Sidenote: These are the variables in the slave snapshot in sar-sql, let me know which ones do you monitor to make your slaves are healthy.

Binary Log Format

This item is important and encompasses which format you choose for replication. In the case I am working on, it was set to STATEMENT. An initial look, revealed that the master had bursts of very high traffic, after which the slaves started lagging behind significantly. Most likely (still trying to prove this), because a number of big INSERTs and UPDATEs are being processed at the same time on the master, and inevitably are serialized on the slaves. Without going into the details, switching to ROW solved most of the delays.

Although binlog_format is a dynamic variable, the change will not take place right away. It will be applied to newly created threads/connections. Which means that if you have connection pooling in place  (very common with web applications) , it might take a while until the change actually happens. If you want to force the change as soon as possible, you will have to find a mechanism friendly to your particular environment to regenerate the connections.

Another issue that came up is that, in a replication tree, no matter what the binlog_format variables establishes for the slaves in the middle of the chain. The binary log format of the top master will be used across the chain.

Status Variables and Logs

As you may know, SHOW GLOBAL STATUS includes a number of counters that count how many times a command type was issued. So Com_Insert will tell you how many INSERTs were issued since the server is up. That is, without counting the replication thread. So you may issue thousands of INSERTs on the master, and while Com_Insert will be updated accordingly, it won't change in the slave. Very frustrating when I tried to evaluate if the INSERT rate in the slave matched the rate on the master. The general log has a similar issue, it won't record any statement executed by the slave threads.

Conclusion

Although I understand where these limitations may originate from the way MySQL replication works, it does frustrate me since it really limits the type of tests and diagnostics that can be set up to find what's causing the issues on these servers.

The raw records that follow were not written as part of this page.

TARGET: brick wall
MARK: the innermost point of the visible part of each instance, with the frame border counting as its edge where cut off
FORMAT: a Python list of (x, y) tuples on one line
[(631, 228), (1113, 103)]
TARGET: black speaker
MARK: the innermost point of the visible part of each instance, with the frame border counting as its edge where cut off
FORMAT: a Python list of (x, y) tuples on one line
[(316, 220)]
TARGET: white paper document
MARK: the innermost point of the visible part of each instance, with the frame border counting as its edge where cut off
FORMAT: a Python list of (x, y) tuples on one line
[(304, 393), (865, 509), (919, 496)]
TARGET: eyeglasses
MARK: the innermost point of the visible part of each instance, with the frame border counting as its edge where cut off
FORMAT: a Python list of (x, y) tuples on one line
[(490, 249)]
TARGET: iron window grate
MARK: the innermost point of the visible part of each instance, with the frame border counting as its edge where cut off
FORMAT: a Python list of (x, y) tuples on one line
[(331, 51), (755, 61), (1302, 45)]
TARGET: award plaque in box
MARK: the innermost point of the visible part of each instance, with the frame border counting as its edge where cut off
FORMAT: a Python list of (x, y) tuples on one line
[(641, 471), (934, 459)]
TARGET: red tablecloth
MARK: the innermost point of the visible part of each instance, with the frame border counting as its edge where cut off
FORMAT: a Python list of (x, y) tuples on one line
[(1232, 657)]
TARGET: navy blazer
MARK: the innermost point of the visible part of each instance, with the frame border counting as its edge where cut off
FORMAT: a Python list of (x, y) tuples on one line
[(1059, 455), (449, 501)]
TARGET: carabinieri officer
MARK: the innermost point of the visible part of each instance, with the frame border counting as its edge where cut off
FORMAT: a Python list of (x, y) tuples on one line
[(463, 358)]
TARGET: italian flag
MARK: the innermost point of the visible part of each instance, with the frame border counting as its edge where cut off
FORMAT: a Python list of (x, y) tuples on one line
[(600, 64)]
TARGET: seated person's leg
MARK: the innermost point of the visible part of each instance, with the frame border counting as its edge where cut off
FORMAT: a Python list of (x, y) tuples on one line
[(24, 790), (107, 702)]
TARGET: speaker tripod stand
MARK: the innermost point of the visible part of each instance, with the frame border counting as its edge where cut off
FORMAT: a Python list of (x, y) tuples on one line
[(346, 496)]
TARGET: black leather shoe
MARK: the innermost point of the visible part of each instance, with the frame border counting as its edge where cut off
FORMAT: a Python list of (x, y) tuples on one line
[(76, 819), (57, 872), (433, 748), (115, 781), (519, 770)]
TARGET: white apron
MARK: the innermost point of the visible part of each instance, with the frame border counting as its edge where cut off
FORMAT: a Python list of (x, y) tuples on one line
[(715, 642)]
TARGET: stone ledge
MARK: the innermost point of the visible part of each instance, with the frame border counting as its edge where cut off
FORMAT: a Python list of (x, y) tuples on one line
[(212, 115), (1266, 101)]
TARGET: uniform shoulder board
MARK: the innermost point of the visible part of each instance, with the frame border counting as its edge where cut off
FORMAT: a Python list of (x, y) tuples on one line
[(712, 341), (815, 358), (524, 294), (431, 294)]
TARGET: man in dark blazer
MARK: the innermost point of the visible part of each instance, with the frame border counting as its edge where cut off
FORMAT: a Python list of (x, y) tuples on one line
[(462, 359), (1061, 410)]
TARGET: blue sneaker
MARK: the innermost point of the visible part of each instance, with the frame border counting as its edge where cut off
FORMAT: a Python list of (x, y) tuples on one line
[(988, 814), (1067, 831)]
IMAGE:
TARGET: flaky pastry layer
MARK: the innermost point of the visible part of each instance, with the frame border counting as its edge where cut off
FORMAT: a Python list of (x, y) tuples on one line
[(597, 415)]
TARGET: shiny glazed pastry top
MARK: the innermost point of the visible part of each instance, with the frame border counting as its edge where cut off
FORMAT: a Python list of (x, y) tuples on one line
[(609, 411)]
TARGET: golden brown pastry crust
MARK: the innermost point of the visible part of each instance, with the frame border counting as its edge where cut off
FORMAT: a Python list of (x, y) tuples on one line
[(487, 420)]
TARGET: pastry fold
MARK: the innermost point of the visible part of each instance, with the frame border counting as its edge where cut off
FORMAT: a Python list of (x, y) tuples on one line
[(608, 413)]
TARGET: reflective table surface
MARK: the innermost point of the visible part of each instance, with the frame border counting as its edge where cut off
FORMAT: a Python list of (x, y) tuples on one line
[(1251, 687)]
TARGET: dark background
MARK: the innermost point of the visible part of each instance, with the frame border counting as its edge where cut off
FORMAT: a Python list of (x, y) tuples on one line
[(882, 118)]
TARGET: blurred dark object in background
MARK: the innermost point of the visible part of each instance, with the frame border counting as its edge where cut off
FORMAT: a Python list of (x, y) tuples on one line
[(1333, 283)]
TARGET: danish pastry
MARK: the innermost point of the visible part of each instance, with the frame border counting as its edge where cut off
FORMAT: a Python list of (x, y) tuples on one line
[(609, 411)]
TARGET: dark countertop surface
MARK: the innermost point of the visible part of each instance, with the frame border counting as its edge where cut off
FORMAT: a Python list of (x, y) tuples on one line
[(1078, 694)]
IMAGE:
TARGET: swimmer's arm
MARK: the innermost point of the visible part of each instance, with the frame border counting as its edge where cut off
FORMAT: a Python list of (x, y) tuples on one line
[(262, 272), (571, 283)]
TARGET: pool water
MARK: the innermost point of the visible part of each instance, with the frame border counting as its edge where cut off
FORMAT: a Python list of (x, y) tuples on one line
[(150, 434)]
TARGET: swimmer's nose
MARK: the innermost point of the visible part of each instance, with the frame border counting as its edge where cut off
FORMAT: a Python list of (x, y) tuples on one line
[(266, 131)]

I have to point out that MySQL Sandbox is an invaluable tool to test the different replication scenarios with minimum preparation work.

5 comments:

  1. Hi there,

    I don't want to be a jerk, I like this article but have some notes also:

    - slave delay:
    Its second, every query logged to the binlog with a timestamp. For exampel you can see a delay if the system time is different on the master and the slave.
    But you are right about else

    - binlog format:
    I guess its doesn't solved your problem to move row based because its "better". You were right about the why, partly. If there is a lots of insert/update comes in, the master can execute them in the perfect order as they arrive or if they come all together, then execute them at the same time, but the replication is single thread and have a strict order. And if an update takes 1 sec on the master, but your slave is slower and takes 2 sec, there you got, 2 sec delay :)
    Row based actually not good if you are using queries like update table set smtng = X where y=z limit 100. This is one query in the statement base and 100 in the row based. Even if the execution is fast, in row based replication what is also single thread could take up a lots of times.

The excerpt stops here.